Ingredients:
- 1 lb large shrimp, peeled and deveined
- 4 tbsp unsalted butter, divided
- 2 tbsp extra virgin olive oil
- 5 cloves garlic, minced
- 1/2 tsp red pepper flakes
- 12 oz linguine
- 4 cups low-sodium chicken broth
- 1 tsp salt
- 1/2 tsp black pepper
- 1/2 cup freshly grated Parmesan cheese
- 2 tbsp fresh lemon juice
- 1/4 cup fresh parsley, chopped
- Zest of 1 lemon
Instructions:
- Heat the olive oil and 1 tbsp of butter over medium-high heat. Add the shrimp in a single layer and sear for 1-2 minutes per side until just pink and opaque. Transfer shrimp to a plate and set aside.
- In the same pan, sauté minced garlic and red pepper flakes for 30 seconds. Pour in the broth, salt, pepper, and the remaining 3 tbsp of butter.
- Increase heat to bring to a boil, then add the linguine.

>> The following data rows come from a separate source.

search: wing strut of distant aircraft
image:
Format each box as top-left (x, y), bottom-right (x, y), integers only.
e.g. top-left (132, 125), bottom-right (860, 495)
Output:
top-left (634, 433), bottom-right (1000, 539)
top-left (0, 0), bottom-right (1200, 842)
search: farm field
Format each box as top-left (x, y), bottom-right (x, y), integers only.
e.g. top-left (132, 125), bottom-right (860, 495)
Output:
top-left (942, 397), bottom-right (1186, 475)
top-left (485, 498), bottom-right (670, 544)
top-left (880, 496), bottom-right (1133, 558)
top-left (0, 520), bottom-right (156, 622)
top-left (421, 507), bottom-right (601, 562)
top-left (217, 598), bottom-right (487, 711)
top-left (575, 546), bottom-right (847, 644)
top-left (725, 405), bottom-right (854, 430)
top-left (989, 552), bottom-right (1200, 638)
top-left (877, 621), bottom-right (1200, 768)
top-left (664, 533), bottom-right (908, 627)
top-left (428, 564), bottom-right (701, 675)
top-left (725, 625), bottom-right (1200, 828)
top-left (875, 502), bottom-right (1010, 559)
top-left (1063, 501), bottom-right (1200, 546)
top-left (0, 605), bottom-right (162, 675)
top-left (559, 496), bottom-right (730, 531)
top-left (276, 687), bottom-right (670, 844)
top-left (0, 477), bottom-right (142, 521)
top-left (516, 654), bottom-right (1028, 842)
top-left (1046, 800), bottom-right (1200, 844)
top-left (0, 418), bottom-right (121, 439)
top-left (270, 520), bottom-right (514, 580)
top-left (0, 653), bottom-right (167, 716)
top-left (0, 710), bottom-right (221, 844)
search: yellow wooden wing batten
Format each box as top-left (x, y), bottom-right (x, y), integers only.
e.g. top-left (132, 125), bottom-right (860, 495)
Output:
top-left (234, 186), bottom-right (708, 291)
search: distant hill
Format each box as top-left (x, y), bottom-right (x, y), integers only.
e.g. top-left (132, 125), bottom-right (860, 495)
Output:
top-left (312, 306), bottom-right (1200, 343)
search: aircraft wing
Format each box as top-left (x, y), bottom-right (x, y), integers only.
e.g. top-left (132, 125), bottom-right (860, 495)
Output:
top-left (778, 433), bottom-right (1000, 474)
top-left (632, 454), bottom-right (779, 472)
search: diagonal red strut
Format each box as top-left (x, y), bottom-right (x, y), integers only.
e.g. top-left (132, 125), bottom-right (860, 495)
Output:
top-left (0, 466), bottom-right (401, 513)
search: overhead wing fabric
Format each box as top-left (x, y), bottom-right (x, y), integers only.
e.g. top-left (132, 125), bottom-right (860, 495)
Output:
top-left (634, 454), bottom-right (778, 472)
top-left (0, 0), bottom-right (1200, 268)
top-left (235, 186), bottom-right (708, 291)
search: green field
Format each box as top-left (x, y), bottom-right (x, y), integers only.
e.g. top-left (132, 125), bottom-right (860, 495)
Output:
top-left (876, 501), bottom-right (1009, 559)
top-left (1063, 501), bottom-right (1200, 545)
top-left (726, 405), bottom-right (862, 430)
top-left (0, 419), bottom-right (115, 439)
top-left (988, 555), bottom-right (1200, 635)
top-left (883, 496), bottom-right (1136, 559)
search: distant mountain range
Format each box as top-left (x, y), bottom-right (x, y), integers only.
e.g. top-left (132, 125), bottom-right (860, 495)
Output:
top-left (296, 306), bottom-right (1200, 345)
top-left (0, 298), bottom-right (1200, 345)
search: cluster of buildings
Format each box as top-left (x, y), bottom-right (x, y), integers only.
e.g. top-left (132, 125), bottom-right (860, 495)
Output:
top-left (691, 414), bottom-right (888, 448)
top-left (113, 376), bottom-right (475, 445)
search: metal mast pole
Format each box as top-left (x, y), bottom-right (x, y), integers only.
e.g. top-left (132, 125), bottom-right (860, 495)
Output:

Reduce heat to medium and simmer uncovered, stirring occasionally for 9-12 minutes until the pasta is al dente and the liquid has reduced to a thick sauce.
- Turn off the heat. Stir in the Parmesan cheese, lemon juice, and lemon zest until melted and velvety. Fold the seared shrimp and chopped parsley back into the pan and toss gently until warmed through.